What the professor says is that a strong shilling is good for consumption but bad for production. It is a classical lesson from classical textbooks and arguably correct in that context. But in the case of Tanzania, where are the exports? All commodity exports have since slumped because of bad marketing and failure to pay farmers just reward for their sweat.
As a result, coffee growers in Kilimanjaro region turned to tomato farming, which gave them higher earnings. Cotton farming too shrunk to a percentage of its former glory because of abused marketing practices that disadvantaged farmers. Mineral exports are a different story altogether.
In any case, the price of gold and diamonds is not determined by the strict rules of demand and supply but controlled release into the market in order to always keep their prices up, a luxury that gold and diamond producers can afford but not the producers of cowpeas, whose price is set by the buyers! Furthermore, the skewed ownership of mining concerns in Tanzania does not allow the country to optimise revenue from the ventures as most of what is realised goes to the foreign owners of capital or investors who dominate the sector.
Like mining, tourism also benefits foreigners more than the locals due to a combination of historical and policy factors. In domestic terms, a weak shilling means higher factor costs, the biggest enemy of increased production. A weak shilling means spiraling inflation, which in real terms is a scenario that robs workers of their just reward for labour and therefore a serious cog in efforts for further production.
Thus, to defend a weak shilling in a case like Tanzania’s is hard to justify except a person be miserably divorced from reality. Professor Ndulu could have Tanzanians great service if he came up with suggestions on how to increase exports given the country’s rather hopeless situation rather defending the non-defendable. Apart from being a medium of exchange, money is defined as a commodity that retains its own value. The Tanzania shilling is perhaps the world’s worst rogue currency.
It is almost impossible to predict its value with a good measure of educated guess as it keeps on sliding with supersonic speed. It is for that reason that most businesses have unilaterally dollarised the economy. Tanzania is probably the only country where the people are happier to be in possession of dollars than their own shilling not because they don’t like their currency but as a “vote of no thanks” in its intangible value.
It is very difficult to plan when you cannot peg values on a certain financial constant, which is what all the other central banks in the world do except our BoT, which prefers a weak currency to help others consume our sweat cheaply. All prices are nominal values based on fair consideration of what amounts to obtaining cost of production.

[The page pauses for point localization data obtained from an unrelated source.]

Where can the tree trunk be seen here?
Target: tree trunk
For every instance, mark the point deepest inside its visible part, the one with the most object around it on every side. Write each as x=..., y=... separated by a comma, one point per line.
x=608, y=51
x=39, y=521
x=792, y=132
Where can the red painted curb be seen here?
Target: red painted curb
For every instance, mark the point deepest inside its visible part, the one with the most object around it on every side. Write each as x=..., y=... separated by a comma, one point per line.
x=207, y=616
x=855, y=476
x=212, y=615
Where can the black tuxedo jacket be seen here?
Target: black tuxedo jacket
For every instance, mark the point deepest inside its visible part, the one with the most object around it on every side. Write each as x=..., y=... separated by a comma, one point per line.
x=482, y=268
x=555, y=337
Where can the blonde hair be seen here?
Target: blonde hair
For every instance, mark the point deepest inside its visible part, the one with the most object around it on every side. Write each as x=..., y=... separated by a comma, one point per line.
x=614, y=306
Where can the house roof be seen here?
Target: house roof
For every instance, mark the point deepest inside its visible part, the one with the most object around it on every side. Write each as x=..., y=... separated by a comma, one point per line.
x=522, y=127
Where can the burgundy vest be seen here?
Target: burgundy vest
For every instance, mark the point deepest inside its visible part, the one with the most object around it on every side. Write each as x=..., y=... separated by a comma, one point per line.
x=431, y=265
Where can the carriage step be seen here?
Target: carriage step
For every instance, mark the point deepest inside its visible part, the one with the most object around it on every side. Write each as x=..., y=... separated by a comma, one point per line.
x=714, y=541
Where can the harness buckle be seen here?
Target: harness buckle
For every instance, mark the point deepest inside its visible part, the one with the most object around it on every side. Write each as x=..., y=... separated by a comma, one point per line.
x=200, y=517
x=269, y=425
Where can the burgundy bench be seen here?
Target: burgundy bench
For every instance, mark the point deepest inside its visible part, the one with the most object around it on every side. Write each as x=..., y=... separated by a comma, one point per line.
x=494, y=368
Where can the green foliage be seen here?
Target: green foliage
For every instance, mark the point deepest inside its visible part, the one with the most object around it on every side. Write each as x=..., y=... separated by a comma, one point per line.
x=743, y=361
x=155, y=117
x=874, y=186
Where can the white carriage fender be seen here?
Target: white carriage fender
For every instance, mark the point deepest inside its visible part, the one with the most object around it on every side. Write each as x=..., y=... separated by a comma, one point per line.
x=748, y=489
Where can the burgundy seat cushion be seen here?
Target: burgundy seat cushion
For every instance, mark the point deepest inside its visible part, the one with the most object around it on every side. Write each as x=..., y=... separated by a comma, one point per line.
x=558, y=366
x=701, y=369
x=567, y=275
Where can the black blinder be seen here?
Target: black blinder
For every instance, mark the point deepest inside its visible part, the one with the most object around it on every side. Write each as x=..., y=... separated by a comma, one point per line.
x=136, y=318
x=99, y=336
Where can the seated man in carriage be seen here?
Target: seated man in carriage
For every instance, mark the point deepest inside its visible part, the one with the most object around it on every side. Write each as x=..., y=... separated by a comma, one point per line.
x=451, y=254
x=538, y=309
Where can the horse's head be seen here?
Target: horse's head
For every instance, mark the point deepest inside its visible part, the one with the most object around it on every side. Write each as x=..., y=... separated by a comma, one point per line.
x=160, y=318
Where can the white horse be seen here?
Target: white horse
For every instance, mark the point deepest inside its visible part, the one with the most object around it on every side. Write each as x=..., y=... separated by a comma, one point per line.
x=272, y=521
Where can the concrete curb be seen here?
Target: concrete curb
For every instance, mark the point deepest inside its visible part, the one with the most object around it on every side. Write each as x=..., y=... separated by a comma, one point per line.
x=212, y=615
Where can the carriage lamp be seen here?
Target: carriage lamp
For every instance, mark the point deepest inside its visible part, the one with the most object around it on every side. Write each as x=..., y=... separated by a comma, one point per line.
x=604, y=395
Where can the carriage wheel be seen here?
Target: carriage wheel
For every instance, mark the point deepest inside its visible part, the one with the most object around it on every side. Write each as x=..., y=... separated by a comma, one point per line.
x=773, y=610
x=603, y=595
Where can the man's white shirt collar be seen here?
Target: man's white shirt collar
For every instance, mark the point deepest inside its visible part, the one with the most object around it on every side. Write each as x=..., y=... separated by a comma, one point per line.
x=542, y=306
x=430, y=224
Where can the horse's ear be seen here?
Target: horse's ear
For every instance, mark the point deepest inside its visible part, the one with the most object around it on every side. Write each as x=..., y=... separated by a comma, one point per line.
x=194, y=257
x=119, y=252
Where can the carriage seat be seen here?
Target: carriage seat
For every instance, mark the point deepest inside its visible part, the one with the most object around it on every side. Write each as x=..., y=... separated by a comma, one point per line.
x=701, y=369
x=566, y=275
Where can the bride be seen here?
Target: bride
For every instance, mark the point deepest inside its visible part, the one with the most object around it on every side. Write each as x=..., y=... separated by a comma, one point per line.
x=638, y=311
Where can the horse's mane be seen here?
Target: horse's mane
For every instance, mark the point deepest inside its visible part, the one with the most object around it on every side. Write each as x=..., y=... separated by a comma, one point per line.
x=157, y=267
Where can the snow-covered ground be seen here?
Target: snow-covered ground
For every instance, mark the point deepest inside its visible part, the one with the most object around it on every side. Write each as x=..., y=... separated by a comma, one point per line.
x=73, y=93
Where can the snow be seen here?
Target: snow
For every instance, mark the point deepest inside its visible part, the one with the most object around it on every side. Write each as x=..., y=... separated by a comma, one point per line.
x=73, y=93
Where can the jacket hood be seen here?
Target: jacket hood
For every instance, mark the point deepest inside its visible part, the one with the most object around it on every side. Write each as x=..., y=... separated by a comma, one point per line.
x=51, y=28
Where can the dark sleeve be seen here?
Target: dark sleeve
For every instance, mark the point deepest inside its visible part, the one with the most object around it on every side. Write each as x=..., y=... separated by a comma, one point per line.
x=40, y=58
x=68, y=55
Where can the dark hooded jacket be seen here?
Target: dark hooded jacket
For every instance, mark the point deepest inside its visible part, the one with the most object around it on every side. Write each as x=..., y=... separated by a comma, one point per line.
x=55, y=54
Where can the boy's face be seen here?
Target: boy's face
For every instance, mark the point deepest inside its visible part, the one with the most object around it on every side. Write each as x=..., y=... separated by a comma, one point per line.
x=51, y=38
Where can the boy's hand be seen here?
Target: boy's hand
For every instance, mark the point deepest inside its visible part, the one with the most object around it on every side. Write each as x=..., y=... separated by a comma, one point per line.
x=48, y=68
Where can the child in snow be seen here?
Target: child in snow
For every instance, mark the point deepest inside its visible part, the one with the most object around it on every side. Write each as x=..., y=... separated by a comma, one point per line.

Because of a weak currency, the real cost of production in Tanzania is highly understated in two ways, which are all injurious to overall economic performance.
Either, the workers are paid too little, which is a disincentive for production and productivity or are paid high wages – still peanuts in real income terms, that tend to push the cost of production up, making whatever is produced hard to compete in the market. Failure to sell of course means economic death. If Tanzania had many goods to export, then a lower value currency would indeed make a lot of economic sense.
That is what the Chinese are doing and making the Americans cry foul play in international trade. But the Chinese made sure that their currency was both low value and stable so that the people could produce without having to suffer the pain of eroded real income too much. In any case, a lower import bill helps no one if consumption costs at home shoot through the roof. That is why affordable living is only possible for those with their fingers on extra free income.
And, that “free income” comes nowhere else other than from state coffers. That is why corruption is a glorified enterprise for those in positions with the highest opportunities and chances to practice it with dignified ambivalence. Admittedly, a central ban governor alone has almost no powers to influence a country’s fiscal policy but my argument against Professor Ndulu is his defence of what weakens us all.
He kind of lives in an ivory tower knowing not that there are literally no exports to speak of, which is strange because BoT keeps the national account. A few years ago, it was predicted that China’s economy would surpass America’s by 2020 but the International Monetary Fund (IMF) has now brought forward that date to 2016. China has long since dethroned Japan as the world’s second largest economy.
The US accounts for about 25 per cent of the global economy while number two China is only six per cent. It means China is still just a quarter of the American economy but in the next four short years, China will account for more than 25 per cent of the created new global wealth!
Will America’s share of global wealth then be only six per cent because it will obviously be the next number two economy? If such is the possible scenario then we can only imagine where Tanzania’s position will be. Unfortunately, for Tanzania, a country that its founder Mwalimu Julius Nyerere wanted to run while others walked, that means even deeper poverty, especially if we continue to entertain useless theories on the advantages of a weaker currency.